Level 3: Pricing inputs include significant inputs that are generally less observable from objective sources.  These inputs may be used with internally developed methodologies that result in management’s best estimate of fair value.  The significant unobservable inputs used in the fair value measurement for nonrecurring fair value measurements of long-lived assets include pricing models, discounted cash flow methodologies and similar techniques.

 

Fair Value of Financial Instruments

 

The carrying value of cash, accounts receivable, and accounts payable approximate their fair values using Level 3 inputs, based on the short-term maturity of these instruments.

 

Income Taxes

 

Arkavia has provisioned a total of 185,000 for income tax as it is considered a company subject to first category tax according to Chilean tax regulations.

 

Recent Accounting Pronouncements

 

In February 2016, the FASB issued ASU No. 2016-02, Leases (Topic 842). The standard requires all leases that have a term of over 12 months to be recognized on the balance sheet with the liability for lease payments and the corresponding right-of-use asset initially measured at the present value of amounts expected to be paid over the term. Recognition of the costs of these leases on the income statement will be dependent upon their classification as either an operating or a financing lease. Costs of an operating lease will continue to be recognized as a single operating expense on a straight-line basis over the lease term. Costs for a financing lease will be disaggregated and recognized as both an operating expense (for the amortization of the right-of-use asset) and interest expense (for interest on the lease liability).
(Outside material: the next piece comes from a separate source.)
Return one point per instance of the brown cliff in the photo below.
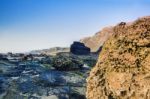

This standard is effective for the Company’s interim and annual periods beginning January 1, 2022. Management does not believe that adoption of ASU 2016 - 02 will have a material impact on the Company’s financial statements and related disclosures.

 

All other newly issued but not yet effective accounting pronouncements have been deemed to be not applicable or immaterial to the Company.

 

Note 4 – MEMBERS’ Equity

 

During the years ended December 31, 2020 and 2019, the Company distributed capital of $0 and $0, respectively.

 

F-12

 

  

NOTE 5 – COMMITMENTS AND CONTINGENCIES

 

Office and Rental Property Leases

 

The Company does not lease office space.

 

Legal Claims

 

There are no material pending legal proceedings in which the Company or any of its subsidiaries is a party or in which any director, officer or affiliate of the Company, any owner of record or beneficially of more than 5% of any class of its voting securities, or security holder is a party adverse to us or has a material interest adverse to the Company.

 

NOTE 6 – RELATED PARTY TRANSACTIONS

 

There are no related party transactions.

 

NOTE 7 – CONCENTRATION OF CREDIT RISK

 

Cash Deposits

 

Financial instruments that potentially subject the Company to concentrations of credit risk consist principally of cash deposits.

 

Revenues

 

One client accounted for 18% of revenue for the year ended December 31, 2020.

 

One client accounted for 16% of revenue for the year ended December 31, 2019.

 

Accounts Receivable

 

Five clients accounted for 72% of the accounts receivable as of December 31, 2020, as set forth below:

 

Client A   30%
Client B   21%
Client C   7%
Client D   7%
Client E   7%

 

Four clients accounted for 80% of the accounts receivable as of December 31, 2019, as set forth below:

 

Client A   54%
Client B   15%
Client C   6%
Client D   5%

 

Accounts Payable

 

Two vendors accounted for 54% of the accounts payable as of December 31, 2020.

 

Vendor A   36%
Vendor B   19%

 

Two vendors accounted for 46% of the accounts payable for the year ended December 31, 2019, as set forth below:

 

Vendor A   25%
Vendor B   21%

 

NOTE 8 – SUBSEQUENT EVENTS

 

On December 1, 2021, the Company and its equity holders entered into a share purchase agreement with Cerberus Cyber Sentinel Corporation (“Cerberus”), a Delaware corporation. A a result of the transaction, the Company became a wholly-owned subsidiary of Cerberus.